Fig. 2. Biochemical and structural characterization of V. cholerae FadR.

Fig. 2

A. Gel exclusion chromatographic profile of recombinant V. cholerae FadR run on a Superdex 200HR 10/30 column (GE Healthcare). The expected peak of purified V. cholerae FadR was eluted at the position of 15.2 ml (indicated with an arrow). The inset gel is the SDS-PAGE analysis of the purified V. cholerae FadR. The apparent molecular weight of recombinant V. cholerae FadR is about 31 kDa. OD280, optical density at 280 nm; mAu, milli-absorbance units.

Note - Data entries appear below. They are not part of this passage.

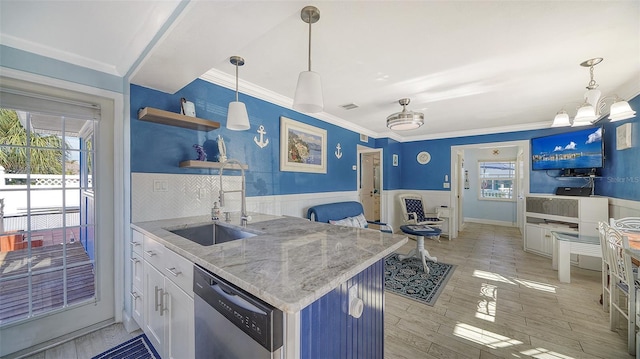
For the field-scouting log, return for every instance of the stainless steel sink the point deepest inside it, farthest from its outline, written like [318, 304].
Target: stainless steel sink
[210, 234]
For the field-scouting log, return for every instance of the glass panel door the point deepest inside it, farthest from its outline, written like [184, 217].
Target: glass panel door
[47, 254]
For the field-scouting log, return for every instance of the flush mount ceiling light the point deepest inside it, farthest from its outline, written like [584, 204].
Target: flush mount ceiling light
[590, 111]
[308, 97]
[405, 120]
[237, 117]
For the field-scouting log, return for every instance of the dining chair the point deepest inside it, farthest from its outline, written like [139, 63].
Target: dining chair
[622, 282]
[606, 264]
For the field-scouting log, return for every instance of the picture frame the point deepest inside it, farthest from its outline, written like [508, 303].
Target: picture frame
[303, 148]
[623, 137]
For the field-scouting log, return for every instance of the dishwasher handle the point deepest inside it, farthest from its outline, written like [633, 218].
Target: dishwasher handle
[237, 300]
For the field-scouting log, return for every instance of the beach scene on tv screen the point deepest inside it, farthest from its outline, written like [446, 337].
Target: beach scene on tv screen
[578, 149]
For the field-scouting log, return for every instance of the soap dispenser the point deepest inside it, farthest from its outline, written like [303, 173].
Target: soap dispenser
[215, 212]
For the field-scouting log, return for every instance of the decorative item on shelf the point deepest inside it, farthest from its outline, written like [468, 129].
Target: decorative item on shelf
[308, 96]
[405, 120]
[591, 110]
[338, 151]
[202, 155]
[423, 157]
[222, 150]
[187, 108]
[623, 136]
[237, 116]
[263, 141]
[466, 179]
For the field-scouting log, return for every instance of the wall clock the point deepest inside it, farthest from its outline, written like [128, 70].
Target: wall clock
[423, 157]
[623, 136]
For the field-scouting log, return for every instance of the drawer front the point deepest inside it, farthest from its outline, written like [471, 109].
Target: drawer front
[173, 266]
[137, 240]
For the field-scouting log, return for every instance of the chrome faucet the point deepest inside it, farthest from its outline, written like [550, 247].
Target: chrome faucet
[244, 218]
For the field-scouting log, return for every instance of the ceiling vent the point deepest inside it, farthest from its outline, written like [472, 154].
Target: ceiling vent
[349, 106]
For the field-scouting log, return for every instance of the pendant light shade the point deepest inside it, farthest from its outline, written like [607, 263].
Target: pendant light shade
[237, 116]
[308, 96]
[620, 110]
[586, 116]
[405, 120]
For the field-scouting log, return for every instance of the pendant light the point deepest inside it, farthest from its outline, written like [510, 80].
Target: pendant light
[591, 110]
[405, 119]
[237, 117]
[308, 97]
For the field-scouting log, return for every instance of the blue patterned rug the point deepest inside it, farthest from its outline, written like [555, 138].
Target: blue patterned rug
[408, 279]
[136, 348]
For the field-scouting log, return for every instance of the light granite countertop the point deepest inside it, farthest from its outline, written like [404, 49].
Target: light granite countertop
[290, 263]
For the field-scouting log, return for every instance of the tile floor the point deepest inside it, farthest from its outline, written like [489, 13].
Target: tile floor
[500, 303]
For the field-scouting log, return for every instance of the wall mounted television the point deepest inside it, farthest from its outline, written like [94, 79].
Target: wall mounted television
[576, 150]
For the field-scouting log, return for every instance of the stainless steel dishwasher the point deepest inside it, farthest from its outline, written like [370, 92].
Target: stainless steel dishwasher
[231, 323]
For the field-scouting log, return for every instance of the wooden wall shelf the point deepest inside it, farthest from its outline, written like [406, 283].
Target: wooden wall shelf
[207, 164]
[175, 119]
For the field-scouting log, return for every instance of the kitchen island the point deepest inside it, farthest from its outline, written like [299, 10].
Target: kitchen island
[305, 269]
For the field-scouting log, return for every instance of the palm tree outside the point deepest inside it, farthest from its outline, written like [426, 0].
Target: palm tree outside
[47, 151]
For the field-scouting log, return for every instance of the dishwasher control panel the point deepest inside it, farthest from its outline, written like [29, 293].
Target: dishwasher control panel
[253, 316]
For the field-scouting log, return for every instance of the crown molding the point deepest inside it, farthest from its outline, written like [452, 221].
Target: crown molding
[59, 55]
[480, 131]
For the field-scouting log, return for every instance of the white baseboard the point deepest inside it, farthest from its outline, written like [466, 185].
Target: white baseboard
[130, 325]
[489, 221]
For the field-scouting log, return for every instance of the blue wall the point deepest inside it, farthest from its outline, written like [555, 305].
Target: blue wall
[159, 148]
[620, 178]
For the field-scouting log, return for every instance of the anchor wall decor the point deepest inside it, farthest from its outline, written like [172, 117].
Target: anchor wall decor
[338, 151]
[263, 142]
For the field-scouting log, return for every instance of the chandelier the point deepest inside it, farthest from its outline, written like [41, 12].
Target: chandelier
[590, 111]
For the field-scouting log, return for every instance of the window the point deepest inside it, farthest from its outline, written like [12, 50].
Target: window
[496, 180]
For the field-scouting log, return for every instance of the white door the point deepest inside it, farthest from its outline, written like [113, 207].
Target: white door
[61, 210]
[462, 180]
[366, 186]
[520, 173]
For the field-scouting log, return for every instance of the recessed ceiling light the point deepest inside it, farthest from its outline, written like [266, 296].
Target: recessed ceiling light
[349, 106]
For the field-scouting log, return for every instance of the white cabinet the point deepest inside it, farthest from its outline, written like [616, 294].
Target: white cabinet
[538, 240]
[547, 213]
[162, 297]
[136, 293]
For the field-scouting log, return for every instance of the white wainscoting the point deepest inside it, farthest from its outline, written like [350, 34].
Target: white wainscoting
[620, 208]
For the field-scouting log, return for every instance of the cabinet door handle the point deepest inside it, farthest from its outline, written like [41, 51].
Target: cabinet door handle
[173, 271]
[163, 306]
[156, 302]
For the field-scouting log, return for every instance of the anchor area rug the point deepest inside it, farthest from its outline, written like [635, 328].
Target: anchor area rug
[408, 279]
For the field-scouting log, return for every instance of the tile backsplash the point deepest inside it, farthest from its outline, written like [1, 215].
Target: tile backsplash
[157, 196]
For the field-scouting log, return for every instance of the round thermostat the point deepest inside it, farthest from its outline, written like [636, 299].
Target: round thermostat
[424, 157]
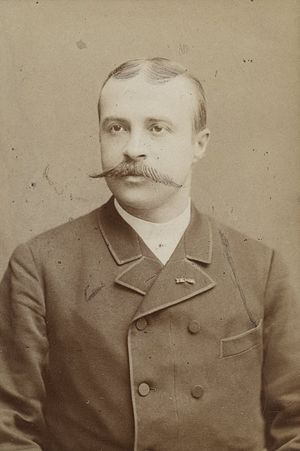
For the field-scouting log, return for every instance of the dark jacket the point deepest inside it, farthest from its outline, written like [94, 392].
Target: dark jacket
[105, 349]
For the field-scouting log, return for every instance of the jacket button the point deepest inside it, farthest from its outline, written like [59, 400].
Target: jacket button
[194, 327]
[144, 389]
[141, 324]
[197, 391]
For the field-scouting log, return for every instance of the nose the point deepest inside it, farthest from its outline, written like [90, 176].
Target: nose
[135, 147]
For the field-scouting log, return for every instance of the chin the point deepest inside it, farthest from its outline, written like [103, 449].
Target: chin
[142, 198]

B. Determination of V. cholerae FadR solution structure according to elution patterns of a series of standard proteins (Pharmacia). The standard proteins were ribonuclease (~13.7 kDa), chymotrypsinogen (~25 kDa), bovine serum albumin, 67 kDa), aldolase (153 kDa), and ferritin (~440 kDa). The elution position of V. cholerae FadR is indicated with an arrow. KAV, partition coefficient; M, molecular weight.

C. Chemical cross-linking assay of V. cholerae FadR solution structure.

D. MS identification of V. cholerae FadR. The matched amino acid residues are given bold and underlined type.